Monsieur Verdoux (publicado originalmente em 17/5/2006)
Nas últimas três semanas, repassei modestamente neste espaço a carreira de Charles Chaplin e seus filmes mais conhecidos no mundo: “Tempos Modernos” (1936), “Luzes da Cidade” (1931), “O Grande Ditador” (1940) e “Luzes da Ribalta” (1952). Prometi encerrar minha série de homenagem na quarta-feira passada. Mas a vocês, meus raros leitores, peço desculpas. Hoje novamente será Chaplin o centro desta coluna. Os que conhecem a filmografia dele repararam no título deste texto. Confesso a vocês que “Monsieur Verdoux” (1947) era um longa-metragem que pouco eu conhecia, até mesmo ouvira falar. Porém, no fim de semana que passou, a citada película me caiu nas mãos.

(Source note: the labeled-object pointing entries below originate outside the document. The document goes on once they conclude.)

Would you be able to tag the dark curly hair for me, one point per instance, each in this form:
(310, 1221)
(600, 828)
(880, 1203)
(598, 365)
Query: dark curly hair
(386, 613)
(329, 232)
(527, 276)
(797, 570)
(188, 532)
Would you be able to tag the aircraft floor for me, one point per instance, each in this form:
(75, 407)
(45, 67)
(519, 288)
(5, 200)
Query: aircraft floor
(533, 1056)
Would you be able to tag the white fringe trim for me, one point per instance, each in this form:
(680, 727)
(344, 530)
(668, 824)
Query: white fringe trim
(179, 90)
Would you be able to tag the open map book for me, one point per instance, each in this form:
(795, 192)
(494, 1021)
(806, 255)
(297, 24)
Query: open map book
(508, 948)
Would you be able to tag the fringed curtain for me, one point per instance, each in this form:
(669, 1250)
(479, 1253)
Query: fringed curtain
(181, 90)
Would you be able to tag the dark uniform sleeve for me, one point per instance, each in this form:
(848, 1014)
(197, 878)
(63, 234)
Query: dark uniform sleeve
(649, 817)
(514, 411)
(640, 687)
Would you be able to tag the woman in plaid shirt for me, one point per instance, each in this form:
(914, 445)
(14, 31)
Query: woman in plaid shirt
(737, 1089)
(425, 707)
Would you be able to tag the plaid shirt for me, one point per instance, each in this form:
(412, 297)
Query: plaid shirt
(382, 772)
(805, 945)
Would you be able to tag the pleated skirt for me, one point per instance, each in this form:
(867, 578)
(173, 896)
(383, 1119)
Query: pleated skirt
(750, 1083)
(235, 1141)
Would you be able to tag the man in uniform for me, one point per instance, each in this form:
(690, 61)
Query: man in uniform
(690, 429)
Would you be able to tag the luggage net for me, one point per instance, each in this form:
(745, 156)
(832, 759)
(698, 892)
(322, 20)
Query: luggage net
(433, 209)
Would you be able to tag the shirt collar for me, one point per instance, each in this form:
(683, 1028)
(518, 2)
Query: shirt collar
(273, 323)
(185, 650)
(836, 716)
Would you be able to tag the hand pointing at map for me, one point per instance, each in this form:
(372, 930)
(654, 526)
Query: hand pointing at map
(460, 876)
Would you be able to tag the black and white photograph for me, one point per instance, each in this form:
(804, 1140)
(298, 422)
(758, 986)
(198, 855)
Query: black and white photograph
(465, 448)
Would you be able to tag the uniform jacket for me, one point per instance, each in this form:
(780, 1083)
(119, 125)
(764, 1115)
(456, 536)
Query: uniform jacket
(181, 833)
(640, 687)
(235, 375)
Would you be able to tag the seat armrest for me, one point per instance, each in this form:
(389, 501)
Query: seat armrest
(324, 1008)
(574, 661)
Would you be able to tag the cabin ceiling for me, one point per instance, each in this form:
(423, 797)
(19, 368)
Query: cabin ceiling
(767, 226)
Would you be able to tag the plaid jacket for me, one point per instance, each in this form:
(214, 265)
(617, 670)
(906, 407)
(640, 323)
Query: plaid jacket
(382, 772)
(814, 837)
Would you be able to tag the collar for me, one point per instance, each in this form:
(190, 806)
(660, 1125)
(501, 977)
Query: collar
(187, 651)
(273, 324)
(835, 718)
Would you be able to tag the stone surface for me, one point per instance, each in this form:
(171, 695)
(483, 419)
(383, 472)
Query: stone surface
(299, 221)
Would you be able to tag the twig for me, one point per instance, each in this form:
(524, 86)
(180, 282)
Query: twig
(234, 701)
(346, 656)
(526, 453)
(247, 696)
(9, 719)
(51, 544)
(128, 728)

Ao invés de me preocupar com o caos que São Paulo se transformou, resolvi alegrar minha consciência vendo o tal “Monsieur Verdoux”. E, sinceramente, nunca havia visto Chaplin tão cômico, traquejado. Deixou de lado a pantomima, despiu-se delas. Nem em “Vida de Cachorro” (1918), para mim a obra muda mais espetacular do cinema, ele esteve dotado de tamanha personalidade hilária. Mas não pense que o filme é palhaçada ipsis litteris, escala dó-ré-mi. É biografia do medonho, categórico serial killer.
Chaplin interpreta Henry Verdoux. Ex-bancário, se vê sem amparo depois da crise econômica que atinge o planeta na década de 1930. Após três décadas atrás do caixa de uma agência, está sem emprego. Para sustentar a esposa inválida e o filho pequeno, decide cometer assassinatos caminhando sobre uma estrada bastante conhecida: galanteava-se para senhoras viúvas, casava-se com elas e em seguida as matava, carregando consigo todo o dinheiro as pobres mulheres. Poligamias à parte, tem sucesso um certo tempo, até ser descoberto pela família de uma das vítimas, que, ao aprofundar-se no assunto, consegue apanhá-lo. Em meio a essas aventuras, Verdoux, um francês recheado de gestos e fineza, se traveste de capitão da marinha, vendedor de móveis e um plácido enamorado que manda flores à sua amada. Neste enredo de humor negro, seus desacertos são o prato principal do longa, de duas horas de duração. A primeira metade do roteiro serve para explicar ao público a vida agitada do protagonista. Nos 50% derradeiros estão os pontos mais engraçados de toda a maquinaria. Ao tentar liquidar suas pseudo-esposas, Verdoux mete-se em todos tipos de algaravias, qüiproquós e mafuás.
O roteiro de “Monsieur Verdoux” é baseado em história criada por Orson Welles, cujo nome é rabiscado nos créditos. O mote é um verdadeiro caso ocorrido na Europa em fins dos anos 1910 e o começo da década de 1920. O criminoso “real” foi condenado à morte, tal qual o nosso Chaplin. Isso é dito ao espectador nos minutos iniciais do filme, quando, da lápide do cemitério, vemos a inscrição 1880-1937 – Henry Verdoux. No destaque do filme está a atriz norte-americana Martha Reye. Como Annabella Bonheur, esposa do capitão (falso), altera momentos de elegância e outros de sucessivos gritos e berros. A cena de Verdoux na canoa com Annabella é formidável, assim como também a ele tentando matá-la com veneno. No filme, pode-se notar ainda as consecutivas viagens do assassino, e, com elas, a trilha sonora criada por Chaplin, como acostumou-se a fazer em seus filmes. Outro fator é a multiplicidade de suas faces. Uma hora é o inescrupuloso carniceiro, que queima suas mariposas. Noutra, é o pai de família atencioso, preocupado com a educação do pimpolho e com as dificuldades da companheira que não anda. Na outra, é negociante deprimido por perder tudo na bolsa de valores.
Sem perder a estribeira em nenhum momento da fita, Henry Verdoux me cativou, assim como doutor Hannibal Lecter, de “O Silêncio dos Inocentes” (1991). Entretanto, Charles Chaplin é Charles Chaplin e Anthony Hopkins deve ficar em seu devido lugar. Com “Monsieur Verdoux”, Chaplin vai a seu topo. Tornou-se o mito de seu próprio mito.